Both Core 77 and Fast Company articles are worth reading as they highlight the issues many large organizations face when designing products and services—and the issues underscore why there are so few examples of truly great products and services that we celebrate. At the core, effective organizations have effective cultures and effective cultures which often display a collective "hivemindedness" begin with a healthy and connected ecosystem in place. 

An Adaptive Organization
While the hub and spoke model isn't necessarily the wrong model—it's worth asking if there are better models that can lead to an adaptive organization. At the Enterprise 2.0 conference in Boston, I had a brief but excellent discussion with Deb Lavoy who works at Open Text and is thinking about issues such as collaboration and emergence within organizations. For some reason we both ended up talking about the U.S. military and how it's had to adapt it's own methods to deal with an enemy who operates more like a network with cells and a decentralized structure vs. a top down command and control model. While neither of us have the details, we both made the reasonable assumption that the U.S. military must be adapting their model very quickly to deal with new threats like this as they've shown progress. What's even more amazing is here's a huge organization that has traditional power structures and hierarchies in place which is unlikely to change.
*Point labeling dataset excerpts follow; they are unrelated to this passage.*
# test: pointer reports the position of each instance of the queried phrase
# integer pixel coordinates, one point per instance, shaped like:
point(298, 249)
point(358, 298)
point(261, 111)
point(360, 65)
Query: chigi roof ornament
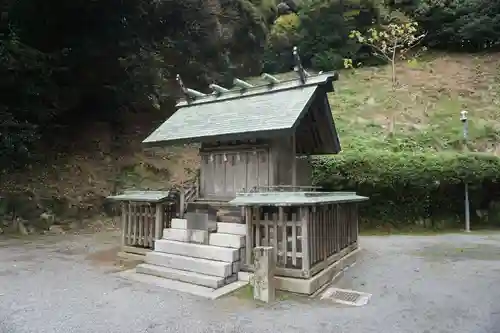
point(190, 94)
point(218, 89)
point(242, 84)
point(298, 66)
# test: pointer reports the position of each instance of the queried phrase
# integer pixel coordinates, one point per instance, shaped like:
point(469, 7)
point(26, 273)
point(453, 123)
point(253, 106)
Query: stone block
point(197, 265)
point(263, 280)
point(194, 221)
point(185, 235)
point(197, 250)
point(232, 228)
point(181, 275)
point(227, 240)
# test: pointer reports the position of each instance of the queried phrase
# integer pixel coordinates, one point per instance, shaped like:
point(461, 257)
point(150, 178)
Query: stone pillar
point(263, 279)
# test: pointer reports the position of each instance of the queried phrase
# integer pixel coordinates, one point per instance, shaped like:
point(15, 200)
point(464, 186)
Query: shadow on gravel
point(447, 251)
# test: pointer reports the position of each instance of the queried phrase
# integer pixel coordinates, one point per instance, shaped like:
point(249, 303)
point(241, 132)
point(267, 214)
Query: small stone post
point(263, 279)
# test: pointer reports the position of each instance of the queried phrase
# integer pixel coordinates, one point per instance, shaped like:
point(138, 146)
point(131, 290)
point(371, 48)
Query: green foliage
point(467, 25)
point(322, 35)
point(407, 187)
point(284, 35)
point(91, 61)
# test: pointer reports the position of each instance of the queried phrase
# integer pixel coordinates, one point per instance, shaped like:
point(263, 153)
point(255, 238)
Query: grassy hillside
point(426, 105)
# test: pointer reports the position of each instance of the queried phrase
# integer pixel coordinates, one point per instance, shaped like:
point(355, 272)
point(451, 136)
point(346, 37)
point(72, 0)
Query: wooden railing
point(306, 239)
point(144, 222)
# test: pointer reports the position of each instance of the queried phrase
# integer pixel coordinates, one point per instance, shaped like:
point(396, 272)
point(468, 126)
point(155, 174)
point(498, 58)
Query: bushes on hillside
point(321, 31)
point(405, 188)
point(467, 25)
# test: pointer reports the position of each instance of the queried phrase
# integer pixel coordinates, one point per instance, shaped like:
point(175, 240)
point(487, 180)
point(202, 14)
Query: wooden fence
point(306, 239)
point(143, 223)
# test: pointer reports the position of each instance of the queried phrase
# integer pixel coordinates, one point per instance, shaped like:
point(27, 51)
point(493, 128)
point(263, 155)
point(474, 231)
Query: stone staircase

And while I'm not in the military, I've been told that the single most important skill to a soldier on the battlefield is their ability to adapt to current conditions.

Multiple Hubs, Connected Nodes

The backstory behind the above visual was that I wanted to visualize what it might look like if you took a single "hub and spoke" model and turned it into something that resembled more of a network. Essentially, hubs and spokes still exist, but multiple nodes are introduced which are connected to other nodes as well as hubs and even individual constituents. Constituents can be any participant in your ecosystem—the iteration means that they can be directly linked to a hub, but also connected to other parts of the ecosystem including other constituents who may be organized in different departments of the organization. Here is where a collective begins to form. At a micro-level, departments, customer segments, and local area networks remain. At a macro-level, the network can be mapped to illustrate how the business functions as part of a system comprised of dozens, hundreds, or even thousands of smaller ecosystems. Constituants can signal dynamically to each other or plug into a different node being exposed to many areas of the entire ecosystem. Communication becomes instant and real time as it often is in many networks (think status updates, streams etc—all forms of dynamic signals).

Yes, this is high level thinking. Yes, it's still the beginning—but we think the opportunities exist. In it's simplest form you have to ask yourself this question: If you are going outside the walls of your organization's ecosystem(s), sharing knowledge providing value and yes even innovating out in the open, then why are you (or your peers) still hoarding knowledge, emailing and working in silos within the walls of your organization? These are some the questions that social business design can begin to address, if we start the conversations at the right levels.